1 (1 pound) loaf French bread, cut diagonally into 1" slices
8 eggs
2 C milk
1 1/2 C half and half
2 tsp vanilla
1/4 tsp ground cinnamon
3/4 C butter
1 1/3 C brown sugar
3 T corn syrup
Butter a 9x13 baking pan. Arrange the slices of bread in the bottom. In a large bown, beat together the eggs, milk, cream, vanilla and cinnamon. Pour over the bread, cover and refrigerate overnight. The next morning, preheat the oven to 350 degrees. In a small saucepan, combine the butter, brown sugar and corn syrup and heat until bubbling. Pour over bread and egg mixture and bake (uncovered) for about 40 minutes.


----------



## bughut (Aug 18, 2007)

French toast?? We must see it differently this side of the pond. I've heard of folk eating it sweet, but we always eat it as part of the bacon, egg and sausage thing. Stale bread (if anyone actually has it around, can't imagine why they would) is best apparently. 
Beat eggs with a dash of milk, salt and pepper. Dip the bread in breifly and fry in a mix of butter and oil. not to high or you dont get it fluffy. It takes seconds to cook so do it while your doing the eggs at the last minute.


----------



## ishbel (Jan 5, 2007)

I don't add milk to mine, Bughut - just a wee splash of water to slacken off the eggs.
It always comes out fluffy and risen - but I can't imagine eating a sweet version of 'eggybread'! Now I've thought about it, I think I'll have some for supper tonight as husband is out on the randan....


----------



## bughut (Aug 18, 2007)

mines out on the randan too, in Dubai. Seems the hard rock cafe serves
a decent pint.


----------



## andyg (Aug 27, 2007)

I'm American and I mostly know the sweet versions of "French toast". One exception is the Monte Cristo sandwich I made in a restaurant.

The egg and bread theme lends itself easily to sweet, chewy-custard like preparations. I love the American way. I also think there's a lot we can learn from UK-style "French toast"


----------



## ishbel (Jan 5, 2007)

Dubai, eh? That's a h el luva distance tae go on the randan!

Andy - I'm impressed you'll try the savoury version of 'our' French toast... but I'm still not game to try a sweet version!
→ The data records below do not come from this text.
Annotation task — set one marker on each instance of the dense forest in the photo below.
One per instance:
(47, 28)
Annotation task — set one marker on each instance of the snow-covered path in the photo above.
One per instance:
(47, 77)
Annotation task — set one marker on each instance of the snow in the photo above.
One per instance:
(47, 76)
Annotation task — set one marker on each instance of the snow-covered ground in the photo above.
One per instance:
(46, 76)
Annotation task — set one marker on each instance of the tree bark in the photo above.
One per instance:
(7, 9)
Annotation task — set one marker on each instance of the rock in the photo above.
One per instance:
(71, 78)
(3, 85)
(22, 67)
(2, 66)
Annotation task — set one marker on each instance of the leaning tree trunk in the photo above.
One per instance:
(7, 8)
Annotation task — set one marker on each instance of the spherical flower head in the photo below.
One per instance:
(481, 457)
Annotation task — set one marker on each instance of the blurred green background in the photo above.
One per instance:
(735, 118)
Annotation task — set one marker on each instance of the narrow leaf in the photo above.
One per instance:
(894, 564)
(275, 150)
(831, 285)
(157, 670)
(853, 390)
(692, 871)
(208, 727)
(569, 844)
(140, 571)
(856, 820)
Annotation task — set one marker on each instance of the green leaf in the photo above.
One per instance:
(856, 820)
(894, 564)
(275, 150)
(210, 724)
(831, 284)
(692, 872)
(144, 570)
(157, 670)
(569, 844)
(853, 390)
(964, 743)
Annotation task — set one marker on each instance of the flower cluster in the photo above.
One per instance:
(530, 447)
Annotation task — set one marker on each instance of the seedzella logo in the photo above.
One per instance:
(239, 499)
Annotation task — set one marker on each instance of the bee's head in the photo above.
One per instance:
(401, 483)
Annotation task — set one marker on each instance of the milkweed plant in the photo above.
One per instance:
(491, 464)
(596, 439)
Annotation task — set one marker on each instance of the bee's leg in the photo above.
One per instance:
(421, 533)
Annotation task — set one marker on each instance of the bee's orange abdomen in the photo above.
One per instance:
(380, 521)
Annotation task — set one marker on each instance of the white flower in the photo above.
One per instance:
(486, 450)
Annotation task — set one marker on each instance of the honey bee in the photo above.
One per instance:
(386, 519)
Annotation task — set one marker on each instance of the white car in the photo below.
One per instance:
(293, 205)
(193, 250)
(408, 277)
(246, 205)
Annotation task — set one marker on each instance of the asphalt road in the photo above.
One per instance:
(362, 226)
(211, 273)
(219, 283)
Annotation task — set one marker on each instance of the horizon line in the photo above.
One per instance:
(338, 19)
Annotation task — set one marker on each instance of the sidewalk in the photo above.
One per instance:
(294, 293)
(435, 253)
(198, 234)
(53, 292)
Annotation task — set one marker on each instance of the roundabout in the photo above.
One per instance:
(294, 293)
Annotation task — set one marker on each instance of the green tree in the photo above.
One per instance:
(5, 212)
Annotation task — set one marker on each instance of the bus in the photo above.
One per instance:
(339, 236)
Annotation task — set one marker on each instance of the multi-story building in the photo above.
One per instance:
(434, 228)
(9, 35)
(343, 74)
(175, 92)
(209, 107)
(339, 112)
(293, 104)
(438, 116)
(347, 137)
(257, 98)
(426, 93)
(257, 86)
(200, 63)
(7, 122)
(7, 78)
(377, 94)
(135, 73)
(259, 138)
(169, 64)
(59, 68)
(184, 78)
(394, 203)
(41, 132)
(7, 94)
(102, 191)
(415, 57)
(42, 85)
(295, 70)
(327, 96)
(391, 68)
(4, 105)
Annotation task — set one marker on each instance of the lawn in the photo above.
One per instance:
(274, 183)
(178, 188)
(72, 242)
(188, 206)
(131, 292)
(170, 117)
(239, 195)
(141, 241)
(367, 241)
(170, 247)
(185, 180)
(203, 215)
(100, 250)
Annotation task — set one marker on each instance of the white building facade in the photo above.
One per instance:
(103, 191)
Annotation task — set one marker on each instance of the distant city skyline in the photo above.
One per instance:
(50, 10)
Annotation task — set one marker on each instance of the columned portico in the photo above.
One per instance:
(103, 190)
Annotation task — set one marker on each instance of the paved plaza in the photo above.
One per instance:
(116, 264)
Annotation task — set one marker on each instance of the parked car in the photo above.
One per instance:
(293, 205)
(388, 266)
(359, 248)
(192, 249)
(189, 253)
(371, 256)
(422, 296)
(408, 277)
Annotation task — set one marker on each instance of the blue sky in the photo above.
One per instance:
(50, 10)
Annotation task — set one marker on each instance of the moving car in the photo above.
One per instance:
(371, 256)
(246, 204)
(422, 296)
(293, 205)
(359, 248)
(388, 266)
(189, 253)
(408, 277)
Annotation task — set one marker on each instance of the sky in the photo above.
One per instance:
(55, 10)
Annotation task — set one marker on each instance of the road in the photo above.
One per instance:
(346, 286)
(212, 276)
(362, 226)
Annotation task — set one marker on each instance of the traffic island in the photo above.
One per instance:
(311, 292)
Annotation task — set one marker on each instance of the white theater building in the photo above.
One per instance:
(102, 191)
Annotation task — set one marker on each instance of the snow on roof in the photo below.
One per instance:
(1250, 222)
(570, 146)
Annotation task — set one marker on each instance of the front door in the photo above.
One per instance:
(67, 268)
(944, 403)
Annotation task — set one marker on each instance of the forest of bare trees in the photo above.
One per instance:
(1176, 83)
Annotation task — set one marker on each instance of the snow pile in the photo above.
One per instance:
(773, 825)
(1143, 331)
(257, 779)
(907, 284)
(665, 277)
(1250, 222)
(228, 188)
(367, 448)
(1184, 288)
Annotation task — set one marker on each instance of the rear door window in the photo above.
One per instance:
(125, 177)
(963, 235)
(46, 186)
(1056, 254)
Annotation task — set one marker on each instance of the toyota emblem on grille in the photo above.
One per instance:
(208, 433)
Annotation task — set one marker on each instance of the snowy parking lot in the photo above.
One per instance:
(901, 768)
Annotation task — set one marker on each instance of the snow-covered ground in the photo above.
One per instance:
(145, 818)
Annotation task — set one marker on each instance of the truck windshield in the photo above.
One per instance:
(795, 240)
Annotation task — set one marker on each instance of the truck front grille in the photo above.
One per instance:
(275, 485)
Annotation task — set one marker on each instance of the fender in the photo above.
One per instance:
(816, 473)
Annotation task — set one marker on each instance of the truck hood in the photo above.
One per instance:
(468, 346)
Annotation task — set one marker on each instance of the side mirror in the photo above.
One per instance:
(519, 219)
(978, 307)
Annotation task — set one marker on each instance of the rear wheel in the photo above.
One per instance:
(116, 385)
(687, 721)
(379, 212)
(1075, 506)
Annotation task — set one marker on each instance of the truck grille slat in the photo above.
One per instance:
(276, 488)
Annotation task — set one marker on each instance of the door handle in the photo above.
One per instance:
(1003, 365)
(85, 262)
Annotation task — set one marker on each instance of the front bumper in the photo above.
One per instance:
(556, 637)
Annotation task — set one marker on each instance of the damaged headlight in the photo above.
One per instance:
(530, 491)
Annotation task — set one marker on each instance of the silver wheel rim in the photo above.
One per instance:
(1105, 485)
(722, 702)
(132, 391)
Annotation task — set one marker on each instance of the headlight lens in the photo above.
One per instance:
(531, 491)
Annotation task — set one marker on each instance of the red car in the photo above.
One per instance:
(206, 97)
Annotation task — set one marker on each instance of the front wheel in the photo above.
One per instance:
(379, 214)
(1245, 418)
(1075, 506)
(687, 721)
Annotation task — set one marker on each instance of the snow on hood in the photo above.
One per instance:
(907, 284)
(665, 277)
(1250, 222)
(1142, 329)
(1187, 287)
In the UK we'd probably opt for a bread and butter pudding for the sweetened version.


----------



## gummy-bear (Oct 27, 2007)

When I was a little girl, I tried to make "scrambled french toast". I never knew how to make the real french toast so I made sweetened scrambled eggs and added bread soaked in milk... yeah it was gross.


----------